Inflation and a falling dollar continue to harm US workers while benefiting US multinational corporations
News Desk - The Cradle

Asked by journalists on Tuesday whether he was concerned about the dollar's recent slide, he told reporters, “I think the value of the dollar – look at the business we're doing. The dollar's doing great.”
The dollar dropped by 1.3 percent against a basket of currencies after the president's comments. The greenback has now declined 10 percent over the past year.
The weak dollar has harmed the purchasing power of consumers, making US workers poorer.
But Trump touted the dollar's decline because it makes US-made products cheaper for foreign buyers, allowing US multinational companies to sell more of their products internationally.
“A weaker dollar is a two-sided coin,” Steve Sosnick, a market strategist at Interactive Brokers, told The Guardian.
“If you have operations around the world and foreign currency revenue that will have a conversion advantage when you turn it into US dollars, that will be good. On the other, it makes imported goods more expensive and there might be some inflationary impact from that.”
Other global currencies and gold have reached multi-year highs as investors flee the greenback in search of havens.
The Swiss franc has climbed three percent against the dollar so far this year, after rising 14 percent in 2025.
The euro has also surged to $1.20 against the dollar, a new high, after rising 13 percent last year.
The price of gold reached new highs this week, reaching $5,200. Its price has jumped by almost 90 percent since Trump returned to the White House last year.
While Trump boasts of his economic successes, confidence in the US economy fell to its lowest level in more than a decade amid rising inflation as “consumers fretted about geopolitical tensions, affordability and President Donald Trump's unrelenting trade war,” CNN wrote on Wednesday.
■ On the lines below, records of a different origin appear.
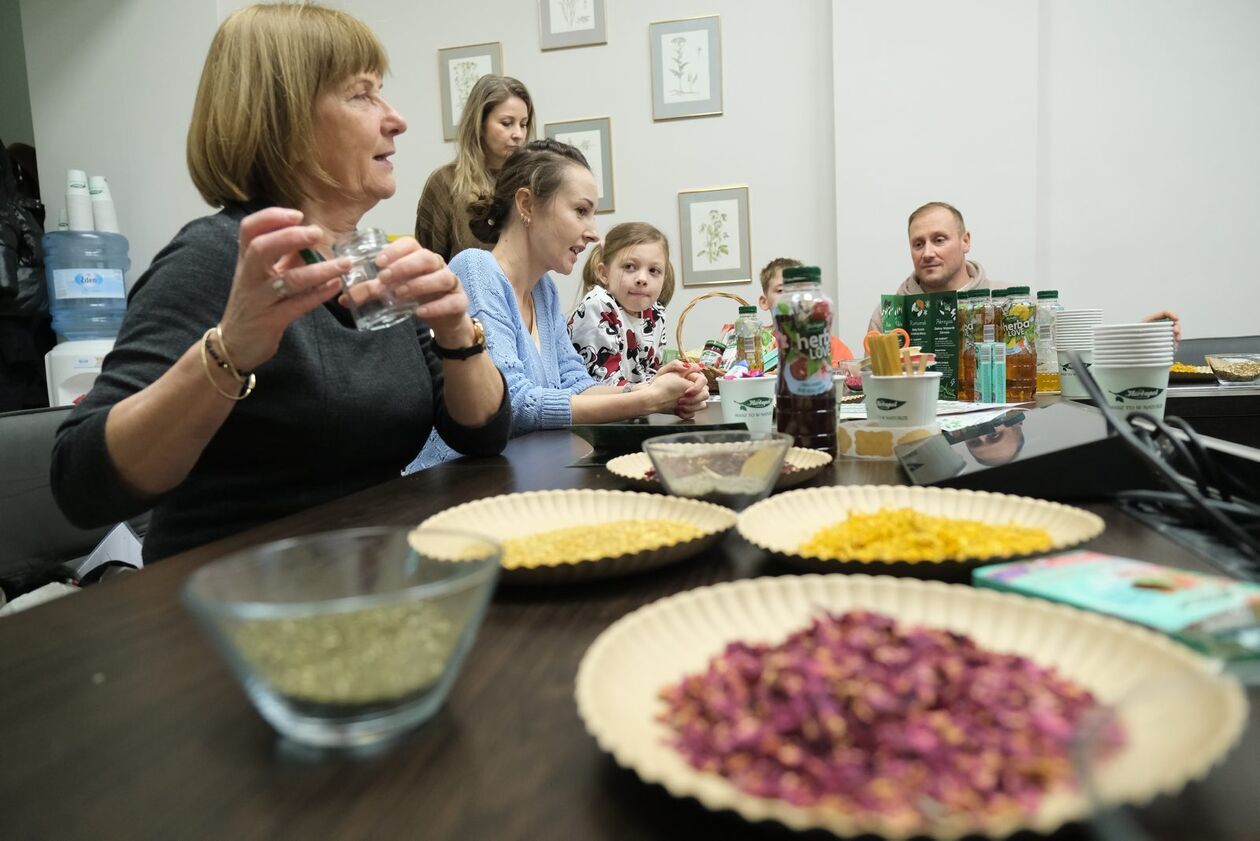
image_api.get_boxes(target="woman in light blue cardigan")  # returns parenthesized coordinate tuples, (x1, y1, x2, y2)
(408, 140, 707, 471)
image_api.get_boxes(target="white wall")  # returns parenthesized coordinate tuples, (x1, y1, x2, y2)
(833, 0, 1260, 344)
(349, 0, 837, 348)
(20, 1, 1257, 344)
(21, 0, 217, 290)
(1040, 0, 1260, 335)
(22, 0, 836, 348)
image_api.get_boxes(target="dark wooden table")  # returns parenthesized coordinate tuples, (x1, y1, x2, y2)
(1164, 384, 1260, 449)
(1, 417, 1257, 841)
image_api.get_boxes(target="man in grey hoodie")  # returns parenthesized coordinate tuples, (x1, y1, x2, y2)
(866, 201, 1179, 338)
(866, 201, 988, 334)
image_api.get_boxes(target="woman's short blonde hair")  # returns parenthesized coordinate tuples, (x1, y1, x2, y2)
(452, 75, 535, 205)
(187, 3, 388, 209)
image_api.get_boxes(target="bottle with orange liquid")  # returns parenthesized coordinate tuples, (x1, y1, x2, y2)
(1002, 286, 1037, 400)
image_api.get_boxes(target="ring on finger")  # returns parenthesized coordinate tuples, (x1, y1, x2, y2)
(271, 276, 290, 300)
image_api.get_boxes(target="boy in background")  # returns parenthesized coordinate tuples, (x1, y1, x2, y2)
(722, 257, 852, 370)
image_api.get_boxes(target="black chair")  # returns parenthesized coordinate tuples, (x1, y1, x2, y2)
(0, 406, 147, 597)
(1175, 335, 1260, 365)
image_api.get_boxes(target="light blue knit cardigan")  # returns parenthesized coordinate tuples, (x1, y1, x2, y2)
(406, 248, 597, 472)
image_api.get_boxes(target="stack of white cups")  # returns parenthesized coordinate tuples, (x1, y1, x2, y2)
(1053, 309, 1103, 398)
(1090, 322, 1176, 420)
(65, 169, 95, 231)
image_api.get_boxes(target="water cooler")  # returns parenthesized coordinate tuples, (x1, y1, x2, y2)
(42, 229, 130, 406)
(44, 339, 115, 406)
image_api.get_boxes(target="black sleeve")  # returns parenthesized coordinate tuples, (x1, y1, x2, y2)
(419, 324, 512, 457)
(50, 217, 235, 528)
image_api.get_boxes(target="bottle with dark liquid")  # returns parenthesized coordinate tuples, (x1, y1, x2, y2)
(773, 266, 836, 457)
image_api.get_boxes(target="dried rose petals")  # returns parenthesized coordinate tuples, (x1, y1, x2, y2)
(658, 610, 1123, 829)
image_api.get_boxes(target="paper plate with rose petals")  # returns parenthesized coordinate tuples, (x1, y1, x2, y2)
(412, 489, 734, 584)
(606, 447, 833, 493)
(575, 574, 1247, 840)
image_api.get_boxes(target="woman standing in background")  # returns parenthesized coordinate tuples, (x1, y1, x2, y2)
(414, 75, 534, 262)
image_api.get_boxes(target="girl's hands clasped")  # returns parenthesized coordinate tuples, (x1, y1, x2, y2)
(642, 360, 709, 419)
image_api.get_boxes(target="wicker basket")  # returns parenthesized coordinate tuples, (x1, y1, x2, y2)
(674, 291, 750, 391)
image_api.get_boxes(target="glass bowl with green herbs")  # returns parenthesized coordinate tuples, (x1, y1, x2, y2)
(183, 526, 499, 749)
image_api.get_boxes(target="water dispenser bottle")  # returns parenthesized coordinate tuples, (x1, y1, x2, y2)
(43, 231, 131, 340)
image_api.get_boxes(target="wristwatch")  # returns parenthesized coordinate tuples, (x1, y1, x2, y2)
(431, 317, 486, 360)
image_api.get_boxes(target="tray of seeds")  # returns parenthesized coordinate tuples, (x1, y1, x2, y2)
(606, 447, 833, 493)
(737, 486, 1103, 582)
(1168, 362, 1215, 383)
(412, 489, 736, 584)
(575, 574, 1246, 840)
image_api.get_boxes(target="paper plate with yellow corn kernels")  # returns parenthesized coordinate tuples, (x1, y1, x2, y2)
(737, 486, 1103, 582)
(412, 489, 736, 584)
(606, 447, 833, 493)
(575, 574, 1246, 840)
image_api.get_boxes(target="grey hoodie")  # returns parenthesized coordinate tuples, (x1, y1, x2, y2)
(866, 260, 992, 335)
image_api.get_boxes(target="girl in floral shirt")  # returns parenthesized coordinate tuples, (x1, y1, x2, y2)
(567, 222, 675, 386)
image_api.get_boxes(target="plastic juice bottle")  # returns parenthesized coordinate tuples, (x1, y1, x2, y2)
(1036, 290, 1063, 393)
(774, 266, 836, 456)
(733, 305, 764, 372)
(978, 289, 996, 344)
(989, 288, 1008, 345)
(1003, 286, 1037, 400)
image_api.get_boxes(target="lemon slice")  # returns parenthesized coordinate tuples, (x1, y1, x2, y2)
(740, 447, 784, 479)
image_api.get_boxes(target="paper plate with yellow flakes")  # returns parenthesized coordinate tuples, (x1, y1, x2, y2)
(413, 489, 736, 584)
(738, 486, 1103, 582)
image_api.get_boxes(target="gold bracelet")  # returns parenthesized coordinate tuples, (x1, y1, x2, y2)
(202, 327, 241, 381)
(200, 329, 255, 400)
(213, 325, 249, 380)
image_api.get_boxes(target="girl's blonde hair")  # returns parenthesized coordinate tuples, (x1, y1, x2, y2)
(187, 3, 388, 209)
(452, 75, 535, 205)
(580, 222, 676, 308)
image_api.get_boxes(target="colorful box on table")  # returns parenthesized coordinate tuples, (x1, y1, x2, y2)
(974, 550, 1260, 664)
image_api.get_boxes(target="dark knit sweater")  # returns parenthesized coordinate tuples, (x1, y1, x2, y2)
(51, 203, 511, 562)
(413, 162, 495, 263)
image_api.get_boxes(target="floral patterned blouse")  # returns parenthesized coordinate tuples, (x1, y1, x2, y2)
(567, 286, 666, 386)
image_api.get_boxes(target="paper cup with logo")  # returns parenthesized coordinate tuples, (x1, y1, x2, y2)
(719, 375, 777, 432)
(1091, 364, 1172, 419)
(1058, 349, 1095, 399)
(863, 372, 940, 427)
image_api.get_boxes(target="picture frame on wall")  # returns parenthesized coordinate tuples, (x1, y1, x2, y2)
(677, 186, 751, 287)
(649, 16, 722, 121)
(437, 42, 503, 141)
(538, 0, 607, 51)
(544, 117, 614, 213)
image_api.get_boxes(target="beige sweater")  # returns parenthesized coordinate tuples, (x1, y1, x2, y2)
(413, 162, 496, 262)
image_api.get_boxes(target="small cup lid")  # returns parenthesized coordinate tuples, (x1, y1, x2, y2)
(782, 266, 820, 283)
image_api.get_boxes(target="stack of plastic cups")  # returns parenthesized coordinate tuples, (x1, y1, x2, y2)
(1053, 309, 1103, 398)
(1091, 322, 1176, 420)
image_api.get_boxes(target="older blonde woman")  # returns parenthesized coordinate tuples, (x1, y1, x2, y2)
(52, 4, 509, 562)
(414, 75, 535, 262)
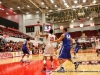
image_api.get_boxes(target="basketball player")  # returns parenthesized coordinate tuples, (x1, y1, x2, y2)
(91, 36, 96, 50)
(34, 30, 39, 47)
(20, 37, 30, 63)
(42, 29, 55, 70)
(33, 30, 39, 54)
(53, 28, 79, 71)
(95, 37, 100, 56)
(74, 39, 80, 58)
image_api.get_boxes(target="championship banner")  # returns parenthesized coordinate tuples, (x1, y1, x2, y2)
(0, 52, 13, 58)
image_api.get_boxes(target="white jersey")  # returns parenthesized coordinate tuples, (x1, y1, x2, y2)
(46, 34, 55, 44)
(95, 39, 100, 49)
(44, 34, 55, 56)
(33, 36, 38, 47)
(35, 36, 38, 42)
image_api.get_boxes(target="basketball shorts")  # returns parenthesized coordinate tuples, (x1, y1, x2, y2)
(74, 46, 80, 53)
(22, 48, 30, 54)
(59, 46, 71, 59)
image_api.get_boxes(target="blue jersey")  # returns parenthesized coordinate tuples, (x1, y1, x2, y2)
(22, 41, 30, 54)
(62, 32, 71, 46)
(22, 41, 27, 49)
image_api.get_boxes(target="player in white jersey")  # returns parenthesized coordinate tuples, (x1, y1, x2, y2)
(95, 37, 100, 56)
(42, 29, 55, 70)
(34, 31, 39, 47)
(32, 31, 39, 54)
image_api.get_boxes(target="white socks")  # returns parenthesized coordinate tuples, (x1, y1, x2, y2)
(60, 64, 62, 67)
(43, 60, 46, 64)
(26, 56, 29, 61)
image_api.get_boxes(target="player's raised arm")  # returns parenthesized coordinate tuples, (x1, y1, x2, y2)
(39, 31, 48, 38)
(53, 34, 64, 42)
(35, 30, 39, 37)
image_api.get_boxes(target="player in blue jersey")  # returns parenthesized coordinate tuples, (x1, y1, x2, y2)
(53, 28, 79, 71)
(20, 37, 30, 63)
(74, 39, 80, 58)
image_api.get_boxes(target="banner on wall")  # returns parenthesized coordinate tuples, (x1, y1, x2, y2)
(0, 52, 13, 58)
(0, 51, 32, 59)
(12, 51, 22, 57)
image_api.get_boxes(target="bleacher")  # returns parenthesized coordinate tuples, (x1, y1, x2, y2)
(0, 25, 33, 39)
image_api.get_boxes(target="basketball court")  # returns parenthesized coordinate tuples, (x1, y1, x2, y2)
(0, 49, 100, 75)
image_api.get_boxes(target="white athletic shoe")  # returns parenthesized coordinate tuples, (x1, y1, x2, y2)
(51, 65, 54, 69)
(26, 60, 30, 63)
(20, 60, 24, 63)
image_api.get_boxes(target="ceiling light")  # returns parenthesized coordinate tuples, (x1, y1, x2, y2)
(62, 0, 66, 3)
(58, 8, 61, 10)
(50, 0, 54, 3)
(66, 5, 69, 8)
(73, 9, 76, 10)
(46, 7, 48, 9)
(85, 7, 88, 9)
(2, 8, 4, 10)
(74, 0, 78, 4)
(41, 2, 44, 5)
(83, 0, 86, 3)
(27, 5, 30, 8)
(90, 17, 93, 20)
(10, 8, 13, 10)
(49, 10, 53, 12)
(72, 6, 75, 8)
(36, 11, 39, 13)
(70, 25, 74, 28)
(47, 13, 49, 15)
(17, 6, 20, 9)
(71, 20, 74, 22)
(60, 26, 64, 30)
(55, 5, 57, 7)
(80, 23, 84, 27)
(0, 1, 2, 4)
(64, 3, 67, 6)
(92, 0, 96, 4)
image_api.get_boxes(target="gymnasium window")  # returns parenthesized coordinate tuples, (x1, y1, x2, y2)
(26, 27, 34, 33)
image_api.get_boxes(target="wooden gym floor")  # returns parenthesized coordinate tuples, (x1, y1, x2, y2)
(0, 49, 100, 75)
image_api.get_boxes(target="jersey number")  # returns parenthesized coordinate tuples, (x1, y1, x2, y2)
(50, 37, 54, 41)
(66, 35, 71, 39)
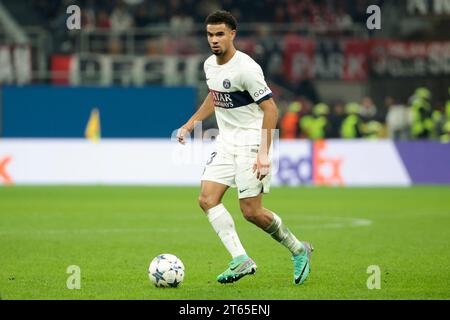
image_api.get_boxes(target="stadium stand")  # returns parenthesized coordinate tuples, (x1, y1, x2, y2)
(1, 0, 449, 140)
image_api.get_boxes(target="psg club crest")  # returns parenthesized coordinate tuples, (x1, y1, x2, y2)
(223, 79, 231, 89)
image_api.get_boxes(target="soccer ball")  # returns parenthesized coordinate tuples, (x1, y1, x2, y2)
(148, 254, 185, 288)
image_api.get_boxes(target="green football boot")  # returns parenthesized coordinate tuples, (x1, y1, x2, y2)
(217, 255, 257, 284)
(292, 241, 314, 285)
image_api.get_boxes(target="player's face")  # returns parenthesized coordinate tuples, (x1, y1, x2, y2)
(206, 24, 236, 56)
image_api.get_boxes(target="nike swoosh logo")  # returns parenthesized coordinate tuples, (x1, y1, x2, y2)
(295, 262, 309, 284)
(230, 260, 252, 271)
(239, 188, 249, 193)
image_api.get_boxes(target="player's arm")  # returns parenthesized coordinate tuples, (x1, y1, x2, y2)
(177, 93, 214, 144)
(254, 97, 279, 180)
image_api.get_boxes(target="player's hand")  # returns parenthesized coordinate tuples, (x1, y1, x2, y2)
(176, 126, 190, 145)
(253, 153, 270, 181)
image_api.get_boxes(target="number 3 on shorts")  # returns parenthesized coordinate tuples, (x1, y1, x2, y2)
(206, 152, 217, 165)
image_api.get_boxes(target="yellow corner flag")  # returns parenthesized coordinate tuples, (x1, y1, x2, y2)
(85, 108, 101, 143)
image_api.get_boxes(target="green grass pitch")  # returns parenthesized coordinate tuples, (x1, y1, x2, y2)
(0, 186, 449, 300)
The Conference Board's Consumer Confidence Index for January declined 9.7 points to a reading of 84.5 – the lowest level since 2014.
“References to prices and inflation, oil and gas prices, and food and grocery prices remained elevated,” stated Dana Peterson, chief economist at The Conference Board.
“Americans are frustrated with rising prices for groceries and electricity, and they are fearful of the hiring recession that's underway right now,” wrote Heather Long, Navy Federal Credit Union's chief economist.
“The K-shaped economy is great for the top 20 percent, but many middle-class and moderate-income Americans are barely keeping up,” she added in a commentary published on Tuesday.
The fall in the dollar comes as governments of two of the world's largest economies, India and China, have drastically reduced their investments in US Treasuries in recent months.
India's holdings of long-term US sovereign debt have dropped to $174 billion, down 26 percent from a 2023 peak, according to recently released US government data.
China has also reduced its holdings of US Treasuries in recent months, with holdings falling $11.8 billion in October to $688.7 billion, the lowest level since 2008.